Chinese medical devices maker, Mindray Medical International Ltd (MR) posted a 17.8% rise in 2013-second-quarter adjusted earnings per share to 53 cents from 45 cents a year ago and met the Zacks Consensus Estimate. Reported net earnings rose 19.3% year-over-year to $62.1 million from $52.0 million in the second quarter of 2012.
Net revenues grew 14.7% to $307.2 million but missed the Zacks Consensus Estimate of $319 million. Thanks to MR’s strong China sales that surged 27.9% to $147.4 million, representing 48.0% of the company's total net revenues. International sales were $159.7 million, up 4.7% a year ago.
Revenues from Patient Monitoring & Life Support Products rose 2.3% to $117.2 million from $114.6 million in the second quarter of 2012, contributing 38.2% to overall net revenues in the quarter.
Revenues from In-Vitro Diagnostic Products went up 19.5% to $88.3 million from $73.9 million in the prior-year quarter, contributing 28.7% to net revenues. Reagents sales accounted for 36.6% of this segment's net revenues.
Revenues from Medical Imaging Systems escalated 18.6% to $76.1 million from $64.1 million in the 2012-quarter, contributing 24.8% to net revenues.
Revenues from Others (including sales from the orthopedics business, service revenues from extended warranties, sales of accessories and repair service revenues for post-warranty period) soared 68.7% to $25.5 million from $15.1 million a year ago, contributing 8.3% to overall net revenues.
MR had $195.4 million in cash and cash equivalents as of Jun 30, 2013, down 21.2% from $247.9 million as of Dec 31, 2012. Total bank loans stood at $195.1 million, up 44.3% from $135.1 million as of Dec 31, 2012.
In the first six months of 2013, cash flow from operating activities fell 2.3% to $118.6 million from $121.5 million in the same period of 2012, due to unfavorable changes in current assets and liabilities, net of effects of acquisitions. Capital expenditure increased 22.6% to $40.2 million compared with $32.8 million a year ago.
Mindray provides guidance on a full-year basis. The company raised its revenue guidance as it expects at least 18% rise in revenues over 2012. However, MR reiterated adjusted net earnings guidance, anticipating at least 15% rise from 2012.

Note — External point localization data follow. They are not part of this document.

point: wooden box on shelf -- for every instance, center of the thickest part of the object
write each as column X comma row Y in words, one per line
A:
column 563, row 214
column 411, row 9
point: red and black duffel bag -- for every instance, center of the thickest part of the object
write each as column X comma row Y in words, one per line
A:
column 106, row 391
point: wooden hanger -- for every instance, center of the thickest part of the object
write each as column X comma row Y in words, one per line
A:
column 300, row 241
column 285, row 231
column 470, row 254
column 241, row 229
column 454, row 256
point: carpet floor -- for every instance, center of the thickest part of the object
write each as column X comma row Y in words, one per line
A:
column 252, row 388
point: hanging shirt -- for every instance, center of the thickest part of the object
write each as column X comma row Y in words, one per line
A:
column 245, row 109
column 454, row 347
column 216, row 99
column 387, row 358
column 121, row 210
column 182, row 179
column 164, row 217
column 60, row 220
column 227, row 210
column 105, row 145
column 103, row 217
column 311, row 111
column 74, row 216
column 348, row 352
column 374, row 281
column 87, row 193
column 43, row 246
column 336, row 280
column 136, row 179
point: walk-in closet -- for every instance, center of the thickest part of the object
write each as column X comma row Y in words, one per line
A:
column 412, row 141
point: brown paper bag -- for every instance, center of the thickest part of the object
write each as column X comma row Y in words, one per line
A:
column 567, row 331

The guidance excludes any tax benefit related to the National Key Software Enterprise status and assumes a corporate income tax rate of 15% for the Shenzhen subsidiary. Mindray also expects capital expenditures of $130 million for the year.
Mindray is a bellwether in the Chinese MedTech industry with a solid international presence. A key distinction with domestic competitors is that the majority of Mindray’s products have CE Mark and/or Food and Drug Administration (:FDA) clearance.
MR maintains a decent product pipeline and brings out several new products each year. New products contribute in a major way to the company’s revenues.
Currently, the stock carries a Zacks Rank #2 (Buy). Other stocks that are also performing well in the medical instruments industry include Thoratec Corporation (THOR) and Cyberonics Inc. (CYBX), both with a Zacks Rank #1 (Strong Buy), and IDEXX Laboratories, Inc. (IDXX) with a Zacks Rank #2 (Buy).